Iran technically resolved its succession crisis on March 9, when the Assembly of Experts announced Mojtaba Khamenei as the third supreme leader of the Islamic Republic. It was not televised like his father's selection in the 1980s, partly due to the war with the US and Israel, but also due to any gathering becoming a target for American Tomahawk missiles, like what occurred in Qom, where the US and Israel took out the top flight of clerics deciding the next leader.
Khamenei was allegedly injured in the airstrike that killed his father, and his appointment was followed by a prolonged absence from public view, which has only raised more questions about who actually holds power in the country. It certainly isn't President Masoud Pezeshkian who appears to want to do what he was elected to do, not being the target of recent airstrikes, but rather a shift toward the Islamic Revolutionary Guards Corps (IRGC), which many Iran watchers would have said was inevitable.
To make matters worse for the system. Khamenei has not made a public appearance since being appointed in early March. His first statement was not delivered by him at all. It was read aloud by a state television anchor while a still photograph of Khamenei was displayed on screen, meaning that nearly two weeks after the conflict began, no video or audio recording of the new leader himself had been released. There is so little verified footage of the new leader that government news outlets and state-backed social media channels have resorted to circulating AI-generated videos of him to drum up support, depicting him delivering speeches to large crowds and standing beside his father at key moments, scenes that never actually occurred. "They're calling him the AI supreme leader," an Iranian abroad said with a smirk.
The IRGC, which pressured the remaining Assembly of Experts with repeated contacts and psychological and political pressure to elect Mojtaba in the first place, appears to understand this better than anyone. US and Israeli intelligence saw security chief Ali Larijani as Iran's de facto leader in the immediate aftermath, until Israel assassinated him too. Now Iran has Mohammad Bagher Ghalibaf leading negotiations with J.D. Vance in Pakistan, which confirms what many thought was happening in the background: the transfer of power from clerics to the guards has already happened; it was not announced until a deal with the US could be reached.
Foad Izadi, a university professor at Tehran University, hinted that the younger Khamenei could be a "temporary" supreme leader in an interview with Britain's Channel 4, leading to suggestions that those in the know that this is a transition phase to something different.
The constitutional architecture of the Islamic Republic assumes a supreme leader exists not merely in name but in practice.

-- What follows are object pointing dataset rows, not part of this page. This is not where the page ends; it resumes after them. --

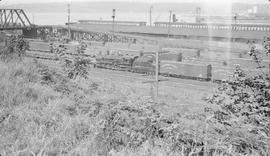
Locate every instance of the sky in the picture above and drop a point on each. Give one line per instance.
(8, 2)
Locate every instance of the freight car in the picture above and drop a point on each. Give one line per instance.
(115, 62)
(144, 64)
(186, 70)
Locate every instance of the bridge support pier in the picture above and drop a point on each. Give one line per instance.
(30, 32)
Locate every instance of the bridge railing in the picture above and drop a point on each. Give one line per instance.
(13, 19)
(233, 27)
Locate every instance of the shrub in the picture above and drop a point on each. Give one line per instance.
(241, 109)
(16, 49)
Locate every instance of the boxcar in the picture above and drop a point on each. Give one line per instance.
(144, 64)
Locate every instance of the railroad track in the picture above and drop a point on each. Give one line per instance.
(144, 79)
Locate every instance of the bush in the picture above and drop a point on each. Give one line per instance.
(241, 109)
(16, 49)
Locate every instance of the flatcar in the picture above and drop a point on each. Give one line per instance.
(186, 70)
(115, 62)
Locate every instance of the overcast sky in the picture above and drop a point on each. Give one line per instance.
(7, 2)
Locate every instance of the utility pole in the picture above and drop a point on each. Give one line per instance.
(113, 25)
(69, 32)
(157, 73)
(170, 23)
(151, 15)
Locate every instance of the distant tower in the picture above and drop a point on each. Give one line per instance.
(69, 33)
(198, 15)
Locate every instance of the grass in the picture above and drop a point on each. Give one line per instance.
(43, 113)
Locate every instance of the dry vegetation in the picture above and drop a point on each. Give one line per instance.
(45, 112)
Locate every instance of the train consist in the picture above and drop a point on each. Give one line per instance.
(171, 64)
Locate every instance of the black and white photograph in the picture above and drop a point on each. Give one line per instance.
(134, 77)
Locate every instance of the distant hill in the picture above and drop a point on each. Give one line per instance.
(84, 7)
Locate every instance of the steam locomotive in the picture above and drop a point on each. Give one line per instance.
(172, 64)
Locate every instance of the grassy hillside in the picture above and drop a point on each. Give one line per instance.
(44, 112)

As supreme leader, Khamenei commanded the armed forces, appointed the chief justice, supervised state media, and controlled the Guardian Council, which holds the power to vet electoral candidates and veto parliamentary legislation.

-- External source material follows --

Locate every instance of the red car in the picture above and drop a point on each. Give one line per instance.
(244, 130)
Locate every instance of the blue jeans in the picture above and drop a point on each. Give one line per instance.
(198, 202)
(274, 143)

None of those functions transfers cleanly to a man who has not been seen in public since his father was killed. Decrees can be issued in his name. Orders can be attributed to him. But the system's authority ultimately rests on the visible, living presence of a jurist who can be seen to be exercising it. The Islamic Republic, for all its institutional density, is not a bureaucracy. It is a theocracy, and theocracies require a face.
With the IRGC now filling the role of commander-in-chief, albeit unofficially, a more decisive power structure appears to be developing, away from the seminary and to the military headquarters. A senior Gulf Arab official told Axios that the IRGC is "taking over Iran" and that they are "highly ideological and are ready to die."
That is a significant shift. Khamenei père spent three decades managing the tension between the clerical establishment and the Revolutionary Guards through personal authority and selective patronage. His son, injured, maybe also dead, invisible, who, without his father's decades of institutional capital, cannot do the same. The result is not so much a theocracy of 1979, it is a military junta more akin to 1980s Argentina dressed in the robes of a cleric.
The most dangerous aspect of this arrangement is not its instability. It is its opacity. A US official noted, "We have no evidence that he is really the one giving orders. It's beyond weird. We don't think the Iranians would have gone through all this trouble to choose a dead guy as the supreme leader, but at the same time, we have no proof that he is taking the helm," Barak Ravid wrote in Axios.
Trump's recent comments, often seen as intelligence reports, are repeated verbatim to the press or in a late-night tweet, suggesting that a transfer of power has already occurred. Trump, often known for bare-faced lies, also has a terrible habit of leaking CIA intel whenever he feels like it.
If talks in Pakistan resume in the next few days and the US and Iran finally come to an agreement, we may see the wood for the trees.